Not a thing. The monks tidy up. And the next day a visitor asks about the jagged bare spot in the mandala (That would be me. Because, no, I’d never hold my cell phone over a sacred Buddhist sand painting, would I?). A monk smiles with equanimity.
“Nothing is perfect,” he says.
A few days later, in an act symbolizing the temporariness of all things, the monks — with equanimity — swirl the sand on the table, mixing it together, destroying their week’s work.
PS: Just so you know, the word Islam means equanimity — surrender to what is.
If you enjoyed this post, you might like “Religion Scholar Huston Smith at 93: ‘Be Happy!'” or “Buddhist Teacher Jack Kornfield on Sex, Drugs and Enlightenment.”
For more about my newly released book, Wrestling with God: Stories of Doubt and Faith, go to WrestlingWithGodBook.com. In the book, Buddhist teacher Martin Verhoeven tells the story of how he maintained his equanimity when a man pointed a gun at him during his 650-mile bowing pilgrimage up the California coast.
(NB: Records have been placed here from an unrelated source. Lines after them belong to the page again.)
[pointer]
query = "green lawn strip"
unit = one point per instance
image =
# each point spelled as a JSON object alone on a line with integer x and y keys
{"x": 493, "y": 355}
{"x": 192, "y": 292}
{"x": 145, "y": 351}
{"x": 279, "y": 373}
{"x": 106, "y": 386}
Video of the creation of a Tibetan sand mandala at Sonoma State University in 2011.
Mizuki says
Thank you for sharing. I have told so many people about the amazing sand-sculpture.
Rich W says
A perfect demonstration of the Buddhist philosophy!
Everything is transitory, life is an illusion.
Barbara Falconer Newhall says
That’s what the monk seemed to think. A hole in the mandala — a perfect metaphor for life’s imperfection.